Um estudo feito com celulares identificou nos equipamentos a presença de até 23 mil fungos e bactérias que podem provocar doenças como micoses, conjuntivite, intoxicações alimentares, além de infecções respiratórias e urinárias. A pesquisa da Devry Metrocamp, em Campinas (SP), alerta para a necessidade de limpeza dos produtos. E também indica quais são os grupos mais vulneráveis.

Durante a análise, foram usados 20 celulares, cinco tablets e as capas de proteção dos aparelhos. E além de 12 teclados e respectivos mouses. Entre as 74 amostras, diz o estudo, o microorganismo predominante foi a bactéria Staphylococcus aureus. A mesma estava presente em 43% dos objetos avaliados.

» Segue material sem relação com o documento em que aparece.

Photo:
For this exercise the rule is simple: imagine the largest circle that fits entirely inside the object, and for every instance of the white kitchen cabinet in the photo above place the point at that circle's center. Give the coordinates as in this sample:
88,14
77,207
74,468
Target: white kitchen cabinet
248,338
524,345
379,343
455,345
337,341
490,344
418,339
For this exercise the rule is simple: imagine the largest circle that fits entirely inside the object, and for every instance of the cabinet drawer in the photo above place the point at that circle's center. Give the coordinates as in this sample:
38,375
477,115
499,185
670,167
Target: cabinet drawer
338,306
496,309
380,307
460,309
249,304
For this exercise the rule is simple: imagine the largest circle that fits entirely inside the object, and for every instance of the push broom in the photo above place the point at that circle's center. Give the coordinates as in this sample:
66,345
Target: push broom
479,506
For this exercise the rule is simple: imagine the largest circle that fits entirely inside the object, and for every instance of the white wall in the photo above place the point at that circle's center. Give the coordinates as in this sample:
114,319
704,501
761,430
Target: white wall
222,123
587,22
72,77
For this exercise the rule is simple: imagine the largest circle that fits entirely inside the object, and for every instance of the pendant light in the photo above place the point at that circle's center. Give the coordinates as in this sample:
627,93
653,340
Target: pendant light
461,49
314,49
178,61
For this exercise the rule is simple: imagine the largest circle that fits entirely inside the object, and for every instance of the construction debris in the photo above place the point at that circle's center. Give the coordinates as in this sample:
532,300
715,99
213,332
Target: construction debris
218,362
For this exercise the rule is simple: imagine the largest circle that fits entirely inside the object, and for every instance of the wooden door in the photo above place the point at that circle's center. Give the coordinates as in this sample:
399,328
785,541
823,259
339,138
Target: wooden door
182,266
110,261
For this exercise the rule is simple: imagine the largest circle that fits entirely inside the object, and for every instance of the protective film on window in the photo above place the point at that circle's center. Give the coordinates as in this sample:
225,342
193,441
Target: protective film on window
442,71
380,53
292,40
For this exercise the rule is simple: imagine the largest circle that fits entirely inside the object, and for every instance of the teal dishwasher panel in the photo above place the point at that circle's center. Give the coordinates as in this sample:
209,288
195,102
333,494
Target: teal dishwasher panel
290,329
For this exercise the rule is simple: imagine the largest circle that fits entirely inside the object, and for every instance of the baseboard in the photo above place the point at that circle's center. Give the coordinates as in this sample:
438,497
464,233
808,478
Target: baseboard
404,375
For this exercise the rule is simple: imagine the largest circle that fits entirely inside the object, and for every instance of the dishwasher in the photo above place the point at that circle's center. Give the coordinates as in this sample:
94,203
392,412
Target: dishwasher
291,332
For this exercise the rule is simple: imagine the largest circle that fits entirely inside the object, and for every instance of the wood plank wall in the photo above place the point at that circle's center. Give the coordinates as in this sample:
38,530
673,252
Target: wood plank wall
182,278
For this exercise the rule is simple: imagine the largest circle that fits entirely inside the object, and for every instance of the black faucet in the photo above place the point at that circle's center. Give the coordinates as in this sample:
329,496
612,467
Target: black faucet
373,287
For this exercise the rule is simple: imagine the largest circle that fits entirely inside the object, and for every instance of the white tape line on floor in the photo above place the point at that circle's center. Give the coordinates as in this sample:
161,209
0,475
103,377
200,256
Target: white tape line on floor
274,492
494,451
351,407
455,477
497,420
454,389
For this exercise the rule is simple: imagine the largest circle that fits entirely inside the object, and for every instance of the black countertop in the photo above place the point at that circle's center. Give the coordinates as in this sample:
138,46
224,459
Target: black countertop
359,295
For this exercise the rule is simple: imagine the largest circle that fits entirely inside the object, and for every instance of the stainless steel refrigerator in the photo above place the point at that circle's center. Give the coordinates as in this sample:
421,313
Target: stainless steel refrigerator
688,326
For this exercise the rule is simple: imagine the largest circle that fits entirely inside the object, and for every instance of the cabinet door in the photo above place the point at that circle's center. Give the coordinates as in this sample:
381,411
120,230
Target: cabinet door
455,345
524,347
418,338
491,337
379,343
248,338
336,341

O micro-organismo costuma estar associado às infecções de pele, como furúnculo, além de abcessos e infecções das vias aéreas superiores, entre elas, otites e sinusites. Em alguns casos, pode causar até meningite.

Além disso, foram constatadas as presenças de bolores e coliformes fecais nos telefones avaliados.

O que fazer para amenizar os riscos desses fungos e bactérias?

A especialista em biomedicina destaca que a contaminação não ocorre pelo uso do telefone e atribui o problema à falta de higienização das mãos após contato do usuário com o equipamento.

Entre as outras formas de prevenção contra as enfermidades, diz a pesquisa, estão: uso do álcool em gel, limpar os acessórios com álcool isopropílico, que não danifica as partes elétricas. E mantê-los em local seco e arejado.